Seventeenth: Tongue is used 7 times in two pages.  SEVEN times!  It was the same word over and over and over again and just became tedious.

Eighteenth: on Chapter 19 page 123 Melissa talks and then Beast talks in that same paragraph but it should be two separate ones because there are two people talking.

Nineteenth: Page 124 Beast foes to "spin on his heels" but before he does Melissa calls his name as he turns to her even though he hadn't turned around yet.

Twentieth: Chapter 20 page 30.  Meadow has deep blue eyes, then she has baby blue eyes and now her eyes are described as blue with a green hue on this page.

Twenty-first: Page 139 'Phoebe asks her level of crazy a an all time high' there should be a comma after asks.

Twenty-second: Page 140 'Beast and I are very early days' reading that part of the sentence is just awkward.

Twenty-third: Chapter 23 page 160 who sleeps with a condom in their pocket?  That is just weird.

Twenty-fourth: Same chapter page 163, "really?" I ask eyebrows raised.  I think there should be a comma after the word ask or the word with after the word ask.

Twenty-fifth: After Hella talks but before Beast slaps him there should be a paragraph change on page 164.

Twenty-sixth: Page 166 saying sausage meat is redundant.  Sausage is meat you don't need to tell the reader that.

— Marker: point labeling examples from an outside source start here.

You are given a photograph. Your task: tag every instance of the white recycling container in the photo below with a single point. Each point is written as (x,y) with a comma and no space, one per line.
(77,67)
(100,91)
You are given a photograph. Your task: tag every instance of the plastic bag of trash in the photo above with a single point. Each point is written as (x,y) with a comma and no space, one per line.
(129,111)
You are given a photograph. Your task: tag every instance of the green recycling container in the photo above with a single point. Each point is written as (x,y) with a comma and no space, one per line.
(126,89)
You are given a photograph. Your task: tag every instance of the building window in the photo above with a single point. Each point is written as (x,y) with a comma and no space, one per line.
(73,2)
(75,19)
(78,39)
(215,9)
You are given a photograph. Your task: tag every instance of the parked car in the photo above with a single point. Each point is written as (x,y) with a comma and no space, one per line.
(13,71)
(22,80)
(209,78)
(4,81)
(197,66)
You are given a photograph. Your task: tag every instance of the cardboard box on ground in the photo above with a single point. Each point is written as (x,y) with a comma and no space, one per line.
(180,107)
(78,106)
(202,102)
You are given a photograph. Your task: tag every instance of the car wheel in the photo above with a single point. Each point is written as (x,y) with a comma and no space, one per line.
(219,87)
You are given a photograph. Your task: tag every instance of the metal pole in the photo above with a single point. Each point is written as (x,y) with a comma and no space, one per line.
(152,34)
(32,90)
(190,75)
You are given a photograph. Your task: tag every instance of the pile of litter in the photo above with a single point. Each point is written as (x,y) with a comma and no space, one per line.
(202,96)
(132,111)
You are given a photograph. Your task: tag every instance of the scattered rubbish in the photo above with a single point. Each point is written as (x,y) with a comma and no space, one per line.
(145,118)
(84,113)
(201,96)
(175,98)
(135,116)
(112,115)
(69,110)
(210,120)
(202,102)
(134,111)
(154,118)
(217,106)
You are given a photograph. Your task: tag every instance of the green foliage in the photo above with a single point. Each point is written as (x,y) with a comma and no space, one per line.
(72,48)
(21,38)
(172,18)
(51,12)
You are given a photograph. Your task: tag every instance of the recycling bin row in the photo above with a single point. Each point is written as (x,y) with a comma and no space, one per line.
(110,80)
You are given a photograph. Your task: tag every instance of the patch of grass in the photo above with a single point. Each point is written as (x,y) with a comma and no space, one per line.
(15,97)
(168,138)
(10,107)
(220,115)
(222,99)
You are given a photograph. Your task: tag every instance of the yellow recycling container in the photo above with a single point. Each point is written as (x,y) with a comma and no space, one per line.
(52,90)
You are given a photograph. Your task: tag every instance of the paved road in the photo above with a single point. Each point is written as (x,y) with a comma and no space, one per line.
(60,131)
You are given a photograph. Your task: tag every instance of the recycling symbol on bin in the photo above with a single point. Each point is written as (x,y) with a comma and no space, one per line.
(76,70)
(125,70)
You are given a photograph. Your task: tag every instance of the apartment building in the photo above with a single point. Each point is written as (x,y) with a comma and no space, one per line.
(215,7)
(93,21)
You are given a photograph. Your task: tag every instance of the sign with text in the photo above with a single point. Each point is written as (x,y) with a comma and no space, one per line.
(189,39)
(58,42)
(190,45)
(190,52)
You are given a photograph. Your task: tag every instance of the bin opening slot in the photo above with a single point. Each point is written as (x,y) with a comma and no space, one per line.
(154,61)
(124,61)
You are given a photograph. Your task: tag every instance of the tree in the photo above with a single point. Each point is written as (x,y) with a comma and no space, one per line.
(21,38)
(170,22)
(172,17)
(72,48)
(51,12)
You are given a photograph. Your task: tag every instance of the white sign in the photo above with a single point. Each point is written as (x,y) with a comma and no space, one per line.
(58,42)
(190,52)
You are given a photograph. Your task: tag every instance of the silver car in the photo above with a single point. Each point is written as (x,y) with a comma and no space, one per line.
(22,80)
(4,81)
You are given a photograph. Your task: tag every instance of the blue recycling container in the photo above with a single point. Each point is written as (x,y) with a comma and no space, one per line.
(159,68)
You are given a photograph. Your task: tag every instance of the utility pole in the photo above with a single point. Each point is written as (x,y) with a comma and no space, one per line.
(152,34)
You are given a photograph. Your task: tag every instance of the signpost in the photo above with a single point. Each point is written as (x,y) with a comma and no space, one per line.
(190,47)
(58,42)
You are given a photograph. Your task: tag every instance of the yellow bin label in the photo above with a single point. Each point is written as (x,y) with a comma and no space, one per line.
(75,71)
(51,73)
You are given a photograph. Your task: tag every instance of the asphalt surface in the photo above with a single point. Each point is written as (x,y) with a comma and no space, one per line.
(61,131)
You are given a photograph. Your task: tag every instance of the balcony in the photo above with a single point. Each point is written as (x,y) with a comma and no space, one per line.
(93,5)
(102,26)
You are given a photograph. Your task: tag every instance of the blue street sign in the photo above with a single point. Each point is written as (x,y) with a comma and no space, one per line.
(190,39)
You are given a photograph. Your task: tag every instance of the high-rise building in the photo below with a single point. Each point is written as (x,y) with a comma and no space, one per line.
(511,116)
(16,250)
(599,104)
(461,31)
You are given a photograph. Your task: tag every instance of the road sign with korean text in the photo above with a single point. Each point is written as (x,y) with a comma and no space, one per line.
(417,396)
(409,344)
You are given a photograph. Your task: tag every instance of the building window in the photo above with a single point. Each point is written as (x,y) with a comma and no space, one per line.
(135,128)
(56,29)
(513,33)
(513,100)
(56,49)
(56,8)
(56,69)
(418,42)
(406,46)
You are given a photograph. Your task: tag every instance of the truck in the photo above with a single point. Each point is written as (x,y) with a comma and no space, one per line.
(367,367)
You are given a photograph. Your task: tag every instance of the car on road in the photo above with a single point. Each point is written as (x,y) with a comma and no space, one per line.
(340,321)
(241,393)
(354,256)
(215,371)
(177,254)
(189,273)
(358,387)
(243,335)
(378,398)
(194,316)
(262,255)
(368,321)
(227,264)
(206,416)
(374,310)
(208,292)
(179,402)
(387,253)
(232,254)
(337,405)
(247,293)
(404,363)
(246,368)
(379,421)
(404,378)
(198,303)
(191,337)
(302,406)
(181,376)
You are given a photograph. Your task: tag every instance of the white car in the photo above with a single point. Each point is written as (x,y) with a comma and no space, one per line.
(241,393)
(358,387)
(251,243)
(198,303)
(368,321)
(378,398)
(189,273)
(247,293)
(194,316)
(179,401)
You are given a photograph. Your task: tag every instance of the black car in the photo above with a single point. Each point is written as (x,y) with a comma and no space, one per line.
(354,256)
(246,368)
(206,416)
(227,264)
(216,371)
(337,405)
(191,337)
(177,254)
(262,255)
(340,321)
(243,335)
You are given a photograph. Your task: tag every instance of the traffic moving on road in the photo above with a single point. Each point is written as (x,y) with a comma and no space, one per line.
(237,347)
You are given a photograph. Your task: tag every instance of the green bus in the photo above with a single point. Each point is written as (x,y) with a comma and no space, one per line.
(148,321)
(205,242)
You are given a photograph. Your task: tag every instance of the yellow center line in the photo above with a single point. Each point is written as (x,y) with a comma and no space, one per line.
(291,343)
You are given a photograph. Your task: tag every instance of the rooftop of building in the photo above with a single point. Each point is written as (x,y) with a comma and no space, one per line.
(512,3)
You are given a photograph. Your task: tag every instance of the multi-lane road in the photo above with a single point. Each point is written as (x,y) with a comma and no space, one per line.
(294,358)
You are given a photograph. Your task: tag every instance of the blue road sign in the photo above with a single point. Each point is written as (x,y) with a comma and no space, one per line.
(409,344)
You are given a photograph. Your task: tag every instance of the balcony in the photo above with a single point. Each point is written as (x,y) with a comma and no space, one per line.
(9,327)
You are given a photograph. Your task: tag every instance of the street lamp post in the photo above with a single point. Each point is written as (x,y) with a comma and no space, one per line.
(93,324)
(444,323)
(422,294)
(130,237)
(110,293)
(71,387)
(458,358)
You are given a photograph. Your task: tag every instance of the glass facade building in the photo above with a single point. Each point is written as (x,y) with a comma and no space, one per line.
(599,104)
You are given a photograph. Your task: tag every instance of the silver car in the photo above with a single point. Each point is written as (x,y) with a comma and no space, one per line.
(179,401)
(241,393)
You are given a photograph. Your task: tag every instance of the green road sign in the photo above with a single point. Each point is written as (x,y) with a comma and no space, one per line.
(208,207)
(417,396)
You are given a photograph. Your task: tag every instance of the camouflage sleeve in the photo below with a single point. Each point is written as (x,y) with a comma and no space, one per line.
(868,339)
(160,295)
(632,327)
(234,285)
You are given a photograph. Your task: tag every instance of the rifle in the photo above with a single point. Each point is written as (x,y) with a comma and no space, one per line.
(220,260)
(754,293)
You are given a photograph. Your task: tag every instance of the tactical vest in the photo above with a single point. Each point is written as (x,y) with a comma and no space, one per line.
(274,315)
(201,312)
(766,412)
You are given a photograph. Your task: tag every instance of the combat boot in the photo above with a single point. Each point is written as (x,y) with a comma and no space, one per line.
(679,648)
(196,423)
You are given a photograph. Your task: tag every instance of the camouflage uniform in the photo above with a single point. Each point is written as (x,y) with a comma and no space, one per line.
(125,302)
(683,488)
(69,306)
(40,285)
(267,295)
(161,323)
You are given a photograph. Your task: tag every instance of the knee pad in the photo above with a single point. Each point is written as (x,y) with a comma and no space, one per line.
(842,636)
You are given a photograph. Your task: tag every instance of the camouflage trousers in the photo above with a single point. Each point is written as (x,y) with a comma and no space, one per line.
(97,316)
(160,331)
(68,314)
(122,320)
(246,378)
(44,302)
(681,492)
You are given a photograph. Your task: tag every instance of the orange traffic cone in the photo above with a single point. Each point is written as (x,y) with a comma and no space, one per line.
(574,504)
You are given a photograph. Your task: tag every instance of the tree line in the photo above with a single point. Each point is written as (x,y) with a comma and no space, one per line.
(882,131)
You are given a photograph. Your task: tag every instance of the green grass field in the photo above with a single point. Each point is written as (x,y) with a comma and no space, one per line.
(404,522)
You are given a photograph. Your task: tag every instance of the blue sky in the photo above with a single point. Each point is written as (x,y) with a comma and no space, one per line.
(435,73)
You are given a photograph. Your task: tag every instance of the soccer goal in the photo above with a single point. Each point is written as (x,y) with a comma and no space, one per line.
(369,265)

Twenty-seventh: Same page it says Meadow stand up and speaks to Hella.  Why is that two separate paragraphs?

Twenty-eighth: Page 168 'he shrugs his jaw flexing' there should be a comma or the word and between shrugs and his.

Twenty-ninth: Chapter 24 page 178 "I don't know why?" it isn't a question so there shouldn't be a question mark.

Thirtieth:  Chapter 25 page 189 Meadows laughing stops and the next paragraph stops again?

Thirty-first: Same page 'beast stalking to us, shoulders...' the sentence seems awkward to me.

Thirty-second: In chapter 12 on page 77 we are told that Beast is the International President of the Devils Own and then on page 189 in chapter 25 he is only the National President?

Thirty-third: Chapter 25 page 196 he words fuck, shouldn't it be 'mouths the word fuck'?

Thirty-fourth: Page 199 Meadow puts on fighting gloves and then Beast entwines their fingers.  It should be clarified that they are finger-less fighting gloves because when I first read this I pictured her wearing the ones that completely cover your hands.

Thirty-fifth: Page 203 "we'll come back tonight and shot some arrows" it should be shoot instead of shot.

Thirty-sixth: Chapter 26 page 205 'I hate confrontation, but if someone hit me or came at me, I wouldn't back down'.  There is no reason for these commas.

Thirty-seventh: Page 213 Beast has his skull bike mask on so how can he suck her nipples through the mask?

Thirty-eighth: On page 205 Shelby is a brunette and then on page 227 her hair is mouse blonde.

Thirty-ninth: Chapter 34 page 273 they didn't lose Nyx in the explosion that took Courtney they lost him before the explosion when Beast traded himself for the club.

Fortieth: Same page it says 'from inside an dark' it should be 'a' not 'an'.